Trackformer Annotations
Trackformer uses a modified JSON file format for annotating ground truth for multi-object tracking. In this article we will explain this annotation format.
Annotation format
Sample annotation file
{
"type": "instances",
"categories": [
{
"supercategory": "spine",
"name": "spine",
"id": 1
},
...
],
"images": [
{
"file_name": "aid052N1D1_tp1_stack2_layer001.png",
"height": 512,
"width": 512,
"id": 0,
"first_frame_image_id": 0,
"seq_length": 20,
"frame_id": 0
},
...
],
"annotations": [
{
"id": 0,
"category_id": 1,
"image_id": 3,
"seq": "aid052N1D1_tp1_stack2",
"track_id": 0
"bbox": [
337,
473,
23,
21
],
"area": 483,
"segmentation": [],
"ignore": 0,
"visibility": 1.0,
"iscrowd": 0,
},
...
],
"sequences": [
"aid052N1D1_tp1_stack2",
...
],
"frame_range": {
"start": 0.0,
"end": 1.0
}
}
JSON annotation file structure
erDiagram
DATASET {
string type "Dataset type ('instances' for tracking)"
sequences list[string] "List of sequence names"
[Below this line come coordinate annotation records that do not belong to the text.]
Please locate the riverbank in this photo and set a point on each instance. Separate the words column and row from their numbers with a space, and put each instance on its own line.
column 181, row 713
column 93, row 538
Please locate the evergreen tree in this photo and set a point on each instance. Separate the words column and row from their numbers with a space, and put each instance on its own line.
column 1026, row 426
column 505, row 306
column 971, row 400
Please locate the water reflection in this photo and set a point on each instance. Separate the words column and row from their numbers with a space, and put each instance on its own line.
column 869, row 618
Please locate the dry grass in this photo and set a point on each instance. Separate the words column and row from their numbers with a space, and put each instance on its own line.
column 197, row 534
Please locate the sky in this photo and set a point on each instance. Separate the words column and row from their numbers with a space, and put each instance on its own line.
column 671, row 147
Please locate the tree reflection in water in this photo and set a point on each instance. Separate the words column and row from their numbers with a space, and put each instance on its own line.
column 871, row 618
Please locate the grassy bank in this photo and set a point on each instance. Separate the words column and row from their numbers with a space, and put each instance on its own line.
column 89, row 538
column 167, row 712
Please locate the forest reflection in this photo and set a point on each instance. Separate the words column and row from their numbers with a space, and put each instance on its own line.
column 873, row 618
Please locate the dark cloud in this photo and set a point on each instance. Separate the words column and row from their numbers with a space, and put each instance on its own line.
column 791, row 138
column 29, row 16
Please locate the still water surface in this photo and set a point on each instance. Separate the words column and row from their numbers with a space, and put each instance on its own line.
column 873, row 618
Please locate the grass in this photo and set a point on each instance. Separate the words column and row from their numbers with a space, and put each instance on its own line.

frame_range object "Object describing frame range"
}
CATEGORY }o--|| DATASET : has
IMAGE }o--|| DATASET : has
ANNOTATION }o--|| DATASET : has
ANNOTATION }|--|| IMAGE : has
ANNOTATION }|--|| CATEGORY : has
Category entities
erDiagram
CATEGORY {
int id PK "The category ID starting from 1"
string supercategory "Name of the supercategory (use the same name as for 'name')"
string name "The category name"
}
Image entities
erDiagram
IMAGE {
id int PK "Image ID starting from 1"
file_name string "Image filename (relative to train directory)"
height int "Image height"
width int "Image width"
frame_id int "Frame ID (starting from 0)"
first_frame_image_id int "ID of the first frame in the sequence"
seq_length int "Number of frames in the corresponding sequence"
}
Annotation entities
erDiagram
ANNOTATION {
id int PK "Annotation ID (starting from 1)"
category_id int FK "ID of the category of this bounding box"
image_id int FK "ID of the image"
seq string "Sequence name"
track_id int "ID of track in the sequence (starting from 0)"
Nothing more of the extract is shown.